Owen Gleiberman of Entertainment Weekly gave the film a grade of C, calling it "one more movie that titillates us with the prospect of taking sex seriously and then dampens our interest by taking it too seriously. Why do so many filmmakers insist on staging erotic encounters as if they were some sort of hushed religious ritual? The answer, of course, is that they're trying to dignify sex. But sex isn't dignified — it's messy and playful and abandoned. In The Lover, director Jean-Jacques Annaud gives us the sweating and writhing without the spontaneity and surprise."

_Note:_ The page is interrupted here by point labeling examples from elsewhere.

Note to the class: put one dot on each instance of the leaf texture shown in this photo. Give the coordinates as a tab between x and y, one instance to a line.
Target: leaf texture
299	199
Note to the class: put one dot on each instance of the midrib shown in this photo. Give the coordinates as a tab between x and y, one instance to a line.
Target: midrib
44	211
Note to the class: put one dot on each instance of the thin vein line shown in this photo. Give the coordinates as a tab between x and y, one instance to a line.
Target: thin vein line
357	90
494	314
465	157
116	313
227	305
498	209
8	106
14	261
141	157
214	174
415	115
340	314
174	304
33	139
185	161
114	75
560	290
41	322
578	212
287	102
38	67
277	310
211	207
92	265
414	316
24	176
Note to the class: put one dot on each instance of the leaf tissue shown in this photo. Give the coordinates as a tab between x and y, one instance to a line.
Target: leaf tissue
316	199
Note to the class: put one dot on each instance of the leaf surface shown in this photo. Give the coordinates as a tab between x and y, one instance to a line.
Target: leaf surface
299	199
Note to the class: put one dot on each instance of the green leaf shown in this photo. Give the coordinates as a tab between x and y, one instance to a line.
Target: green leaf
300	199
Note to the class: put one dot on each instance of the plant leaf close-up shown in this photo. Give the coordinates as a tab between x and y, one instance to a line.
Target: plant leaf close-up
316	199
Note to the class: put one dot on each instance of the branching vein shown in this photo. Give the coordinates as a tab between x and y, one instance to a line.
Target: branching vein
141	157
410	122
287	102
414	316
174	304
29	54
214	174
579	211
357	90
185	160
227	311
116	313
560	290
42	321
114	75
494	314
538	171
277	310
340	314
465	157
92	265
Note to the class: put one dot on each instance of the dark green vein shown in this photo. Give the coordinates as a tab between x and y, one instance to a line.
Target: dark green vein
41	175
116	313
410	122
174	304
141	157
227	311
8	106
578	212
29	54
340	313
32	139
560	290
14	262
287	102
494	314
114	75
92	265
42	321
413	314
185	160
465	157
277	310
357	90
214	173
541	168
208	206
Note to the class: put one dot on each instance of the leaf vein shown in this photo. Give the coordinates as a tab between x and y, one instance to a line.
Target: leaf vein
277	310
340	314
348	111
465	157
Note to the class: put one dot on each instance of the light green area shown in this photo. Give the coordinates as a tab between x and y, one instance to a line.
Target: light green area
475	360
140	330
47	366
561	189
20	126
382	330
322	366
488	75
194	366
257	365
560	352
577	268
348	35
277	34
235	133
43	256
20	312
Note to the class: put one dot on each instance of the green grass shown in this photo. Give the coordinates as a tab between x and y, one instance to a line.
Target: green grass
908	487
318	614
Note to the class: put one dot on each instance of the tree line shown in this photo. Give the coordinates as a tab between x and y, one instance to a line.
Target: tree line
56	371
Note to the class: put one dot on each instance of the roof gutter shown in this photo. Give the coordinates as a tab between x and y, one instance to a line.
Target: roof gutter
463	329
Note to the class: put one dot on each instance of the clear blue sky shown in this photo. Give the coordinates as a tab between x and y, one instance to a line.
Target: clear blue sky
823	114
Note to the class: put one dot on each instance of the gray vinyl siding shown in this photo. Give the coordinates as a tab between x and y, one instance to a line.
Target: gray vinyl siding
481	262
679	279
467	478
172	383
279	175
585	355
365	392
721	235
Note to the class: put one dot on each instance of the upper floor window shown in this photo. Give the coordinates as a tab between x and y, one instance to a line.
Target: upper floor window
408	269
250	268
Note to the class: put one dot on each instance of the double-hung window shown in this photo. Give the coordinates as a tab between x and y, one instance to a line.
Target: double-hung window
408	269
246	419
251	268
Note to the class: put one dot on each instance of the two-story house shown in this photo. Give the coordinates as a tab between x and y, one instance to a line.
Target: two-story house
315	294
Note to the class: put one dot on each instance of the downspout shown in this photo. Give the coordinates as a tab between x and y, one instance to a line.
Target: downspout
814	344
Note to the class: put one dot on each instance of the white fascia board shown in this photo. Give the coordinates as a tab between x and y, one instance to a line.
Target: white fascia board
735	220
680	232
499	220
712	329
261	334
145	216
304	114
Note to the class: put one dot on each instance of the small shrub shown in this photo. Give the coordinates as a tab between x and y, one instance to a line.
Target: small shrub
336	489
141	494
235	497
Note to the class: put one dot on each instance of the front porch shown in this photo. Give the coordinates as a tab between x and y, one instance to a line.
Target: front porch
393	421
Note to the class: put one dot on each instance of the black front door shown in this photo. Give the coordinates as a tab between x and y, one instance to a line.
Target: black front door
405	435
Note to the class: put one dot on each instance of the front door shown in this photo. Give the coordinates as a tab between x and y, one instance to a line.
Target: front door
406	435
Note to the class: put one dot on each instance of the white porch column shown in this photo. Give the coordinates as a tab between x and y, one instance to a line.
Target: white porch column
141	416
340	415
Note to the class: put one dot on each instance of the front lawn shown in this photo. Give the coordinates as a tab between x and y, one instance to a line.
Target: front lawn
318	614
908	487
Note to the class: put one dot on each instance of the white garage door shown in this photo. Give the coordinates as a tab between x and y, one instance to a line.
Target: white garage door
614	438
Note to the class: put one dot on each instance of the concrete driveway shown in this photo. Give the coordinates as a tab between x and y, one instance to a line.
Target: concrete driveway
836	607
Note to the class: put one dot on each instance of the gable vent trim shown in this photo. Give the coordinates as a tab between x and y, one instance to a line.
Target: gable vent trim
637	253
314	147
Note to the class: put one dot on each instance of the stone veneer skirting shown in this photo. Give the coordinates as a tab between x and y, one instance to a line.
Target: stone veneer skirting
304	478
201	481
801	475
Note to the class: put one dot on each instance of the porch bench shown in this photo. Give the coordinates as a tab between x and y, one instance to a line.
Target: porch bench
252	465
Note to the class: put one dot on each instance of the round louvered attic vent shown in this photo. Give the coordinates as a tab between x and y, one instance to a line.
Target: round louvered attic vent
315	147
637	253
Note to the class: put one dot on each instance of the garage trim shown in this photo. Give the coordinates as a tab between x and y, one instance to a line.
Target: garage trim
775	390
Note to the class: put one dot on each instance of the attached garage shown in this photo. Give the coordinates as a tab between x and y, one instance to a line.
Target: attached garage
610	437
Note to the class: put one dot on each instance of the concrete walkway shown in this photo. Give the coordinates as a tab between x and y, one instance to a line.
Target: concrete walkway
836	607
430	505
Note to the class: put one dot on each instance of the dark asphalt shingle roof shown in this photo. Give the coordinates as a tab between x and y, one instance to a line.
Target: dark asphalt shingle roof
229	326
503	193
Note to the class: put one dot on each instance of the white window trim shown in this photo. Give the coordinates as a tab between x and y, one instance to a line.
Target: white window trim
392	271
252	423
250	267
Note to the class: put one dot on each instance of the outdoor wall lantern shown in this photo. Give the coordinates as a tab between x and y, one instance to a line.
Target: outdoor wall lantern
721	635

In the United Kingdom, Channel 4 wrote "the nameless characters bring to mind Last Tango's search for identity through passion, and there's a shade of Ai No Corridas intensity. But there is none of the substance that made those two films such landmarks of their genre, and while March and Leung are an attractive pair, the glossy look and aloof direction of the film leaves you cold."
The critic for Time Out London thought its "sombre quality dignifies an otherwise shoddily directed movie" that is "basically a melancholic piece about the remembrance of times, places and passions lost." The critic felt the role of the Young Girl was "altogether too complex for the inexperienced March to do more than simply embody."

Marguerite Duras distanced herself from the finished film and said she wrote another version of the book in response to Annaud's adaptation.

==Accolades==
The Lover was nominated for the 1992 Academy Award for Best Cinematography and won the 1993 Motion Picture Sound Editors' Golden Reel Award for "Best Sound Editing — Foreign Feature". At the 1993 César Awards in France, it was nominated for seven awards, winning in the category of Best Original Music for Gabriel Yared's score.